There is an important difference between subpoenas issued in criminal investigations or proceedings, and those in civil proceedings. The former are usually affected by strictures operating on law enforcement personnel (eg the Electronic Communications Privacy Act), but the latter aren’t. (They are still subject, of course, to the usual requirements of a subpoena such as that the material sought is likely to be relevant, and that the subpoena itself is not oppressively burdensome). The article doesn’t say so, but it mainly concentrates on the criminal side, whereas it is the civil side where the threat to ‘privacy’ is arguably greater.

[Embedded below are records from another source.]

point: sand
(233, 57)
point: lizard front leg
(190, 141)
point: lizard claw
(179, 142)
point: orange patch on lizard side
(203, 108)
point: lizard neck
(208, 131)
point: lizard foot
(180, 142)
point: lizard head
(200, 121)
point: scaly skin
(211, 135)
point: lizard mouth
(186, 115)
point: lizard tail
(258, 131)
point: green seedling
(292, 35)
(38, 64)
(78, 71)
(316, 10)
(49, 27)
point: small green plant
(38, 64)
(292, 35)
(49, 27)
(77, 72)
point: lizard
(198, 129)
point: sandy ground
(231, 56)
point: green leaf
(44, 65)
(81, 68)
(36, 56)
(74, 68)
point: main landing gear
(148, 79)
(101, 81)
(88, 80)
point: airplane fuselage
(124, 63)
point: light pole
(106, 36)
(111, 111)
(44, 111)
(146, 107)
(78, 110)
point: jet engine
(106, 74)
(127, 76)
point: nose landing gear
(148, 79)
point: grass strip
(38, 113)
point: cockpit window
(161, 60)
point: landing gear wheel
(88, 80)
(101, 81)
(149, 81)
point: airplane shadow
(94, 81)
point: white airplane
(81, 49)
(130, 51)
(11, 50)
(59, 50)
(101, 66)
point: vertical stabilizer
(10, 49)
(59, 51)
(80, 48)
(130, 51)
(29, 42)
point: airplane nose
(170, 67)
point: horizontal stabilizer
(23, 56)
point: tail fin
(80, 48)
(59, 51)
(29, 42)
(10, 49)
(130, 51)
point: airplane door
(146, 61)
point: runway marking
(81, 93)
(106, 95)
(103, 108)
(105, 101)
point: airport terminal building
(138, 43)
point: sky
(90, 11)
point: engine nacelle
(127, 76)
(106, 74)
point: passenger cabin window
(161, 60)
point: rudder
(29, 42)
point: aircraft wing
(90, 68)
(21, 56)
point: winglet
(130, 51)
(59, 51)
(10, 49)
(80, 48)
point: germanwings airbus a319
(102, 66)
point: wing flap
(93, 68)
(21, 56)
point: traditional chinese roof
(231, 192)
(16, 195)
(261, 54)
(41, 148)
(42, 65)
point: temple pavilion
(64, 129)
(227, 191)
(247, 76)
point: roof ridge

I put privacy in scare quotes, because that’s really the nub of the issue: the question is what protection will an individual actually receive over data linked to their internet use (eg what they sent; where they sent it to; what web sites they might have visited), versus what they expect they will receive.

The answer is probably that there is quite a big differential. First, I think many if not most users suspect that no data at all is held; that is, because they can’t see anything, or (usually) access any data about their net use, they think that that data does not exist. This is usually going to be wrong–as most, if not all, companies involved in providing net access or net services will keep all kinds of data, eg for troubleshooting or security or generally running their business, as well as finding or exploiting streams of revenue.

Secondly, many users would probably expect that because they carry our their internet activity more or less in private, that somehow any data related to it is private. Again, this is often not going to be the case. Sure there may be obligations of confidence, particularly if a website promises to keep its users’ data private. But most such obligations are either expressly qualified in the case of a lawful, valid subpoena, or will give way to one in court. That’s just the way subpoenas work. You might be able to persuade a court to impose some protections around the data, or the law may in some cases impose it for you (eg if it concerns identities of minors in some cases), but that’s after the data has been produced into court; it doesn’t stop it getting there.

Finally, what’s bringing this to a head is that both law enforcement officers and lawyers are getting much more tech-savvy. They know what data is likely to be held, and what it is likely to reveal: whether it’s IP addresses which can be used to identify ISP users, or emails thought to have been deleted, or metadata in documents that can reveal the person who authored them (see eg the BTK killer case), or private information picked up by Google whether intentionally or not (as Dell recently found to its embarrassment). Many of the major accountancy companies have computer forensic divisions who can recover and reconstruct all manner of data, and a number of their personnel are often ex-law enforcement. One affidavit submitted in the prosecution of Zacarias Moussaoui sets out some detail about the FBI’s methods.

In a nutshell, getting and using this kind of data happens quite a bit now, and will happen even more in future.